A última imagem que Leni guarda da mãe é através do para-brisa traseiro do carro. Leni está dentro, ajoelhada no banco, com os bracinhos e o queixo apoiados no encosto. Lá fora, o pai acaba de fechar o porta-malas com força, depois de tirar uma das malas e deixá-la no chão, ao lado da mãe. Ela está de braços cruzados e veste uma saia longa, como as que Leni usa, agora que está crescida. Atrás dos pais, sobre a rua de terra de um lugarejo qualquer, vai se levantando um céu rosado e cinzento de amanhecer. Leni está com sono e tem a boca pegajosa, com gosto de pasta de dente, pois saíram do hotel sem tomar café da manhã.

A mãe descruza os braços e passa uma das mãos sobre a testa. O Reverendo está falando com ela, mas, dentro do carro, Leni não consegue escutar o que ele está dizendo. Mexe muito as mãos. Levanta o indicador e o abaixa e aponta para a mãe, balança a cabeça e continua falando em voz baixa; pelo trejeito da boca parece que morde as palavras antes de soltá-las.

A mulher faz menção de ir até o carro, mas o Reverendo se interpõe e ela se congela em meio ao movimento. Estão brincando de estátua, pensa Leni, que sempre brinca disso, sempre em pátios diferentes e sempre com crianças diferentes, depois do sermão dominical. Com o braço estendido e a palma da mão aberta para a frente, o Reverendo, seu pai, caminha para trás e abre a porta do motorista. A mãe fica parada ali, junto à mala, e cobre o rosto com as mãos. Está chorando.

O automóvel se põe em marcha e logo arranca, levantando uma nuvem de poeira. Então a mãe corre uns metros atrás do carro, feito um desses cachorros abandonados na estrada durante as férias.

Isso aconteceu há quase dez anos. Leni não se lembra com exatidão do rosto da mãe. Lembra que era uma mulher alta, magra e elegante. Quando se olha no espelho, tem a impressão de que herdou seu porte. No começo, achava que era só um desejo de se parecer com ela. Mas agora que é mulher, mais de uma vez já pegou o pai olhando para ela com uma mistura de fascínio e desprezo, como quem olha para alguém que traz boas e más recordações, a um só tempo.

O Reverendo e Leni nunca falaram daquele episódio. Ela não sabe o nome do lugarejo onde deixaram a mãe, mas acha que, se voltassem a passar por aquela rua, saberia reconhecê-la no ato. Esses lugares não mudam muito ao longo dos anos. De todo modo, o Reverendo deve se lembrar muito bem do ponto preciso do mapa em que deixou a esposa e certamente o apagou para sempre dos seus itinerários.

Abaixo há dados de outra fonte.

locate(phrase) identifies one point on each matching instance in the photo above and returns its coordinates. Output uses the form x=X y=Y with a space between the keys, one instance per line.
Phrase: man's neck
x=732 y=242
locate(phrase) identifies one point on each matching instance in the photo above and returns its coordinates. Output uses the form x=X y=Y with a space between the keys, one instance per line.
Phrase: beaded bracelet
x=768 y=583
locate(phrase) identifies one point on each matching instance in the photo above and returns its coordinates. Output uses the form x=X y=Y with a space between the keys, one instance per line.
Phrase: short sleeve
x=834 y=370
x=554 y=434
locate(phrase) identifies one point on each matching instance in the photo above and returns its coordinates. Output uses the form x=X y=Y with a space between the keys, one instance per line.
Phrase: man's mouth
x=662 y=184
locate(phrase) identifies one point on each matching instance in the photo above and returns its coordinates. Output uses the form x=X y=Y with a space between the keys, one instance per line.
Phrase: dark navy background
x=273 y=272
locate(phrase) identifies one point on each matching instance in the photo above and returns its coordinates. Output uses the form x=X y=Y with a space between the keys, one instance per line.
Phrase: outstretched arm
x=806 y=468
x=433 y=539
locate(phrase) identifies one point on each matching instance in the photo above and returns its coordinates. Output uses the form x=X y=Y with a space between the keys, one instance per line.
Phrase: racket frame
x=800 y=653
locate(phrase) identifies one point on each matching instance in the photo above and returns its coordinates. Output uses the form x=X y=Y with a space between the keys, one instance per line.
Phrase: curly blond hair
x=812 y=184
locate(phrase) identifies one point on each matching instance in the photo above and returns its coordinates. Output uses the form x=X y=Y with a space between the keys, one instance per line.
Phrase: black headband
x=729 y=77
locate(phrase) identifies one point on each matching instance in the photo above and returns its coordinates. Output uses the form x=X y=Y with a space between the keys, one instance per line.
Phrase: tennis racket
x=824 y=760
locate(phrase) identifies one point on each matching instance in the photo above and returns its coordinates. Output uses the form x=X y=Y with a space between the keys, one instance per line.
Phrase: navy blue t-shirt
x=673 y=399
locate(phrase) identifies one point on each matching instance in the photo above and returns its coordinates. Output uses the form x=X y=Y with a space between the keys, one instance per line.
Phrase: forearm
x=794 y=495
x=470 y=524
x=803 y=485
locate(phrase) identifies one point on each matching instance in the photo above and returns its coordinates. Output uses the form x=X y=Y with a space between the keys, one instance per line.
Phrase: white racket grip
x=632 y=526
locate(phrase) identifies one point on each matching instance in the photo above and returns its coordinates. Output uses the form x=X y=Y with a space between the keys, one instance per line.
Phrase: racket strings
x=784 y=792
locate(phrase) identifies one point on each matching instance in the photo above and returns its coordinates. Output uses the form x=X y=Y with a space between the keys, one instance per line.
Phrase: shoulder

Daquela manhã em diante, o Reverendo Pearson passou a se apresentar como um pastor viúvo com uma filha pequena para criar. Um homem nessa condição gera automaticamente confiança e simpatia. Um homem a quem Deus arrebatou a esposa na flor da juventude, deixando-o sozinho com uma criança pequena, e que mesmo assim segue em frente, firme na fé, inflamado pela chama do amor a Cristo –um homem assim é um homem bom, um homem a quem se deve escutar atentamente.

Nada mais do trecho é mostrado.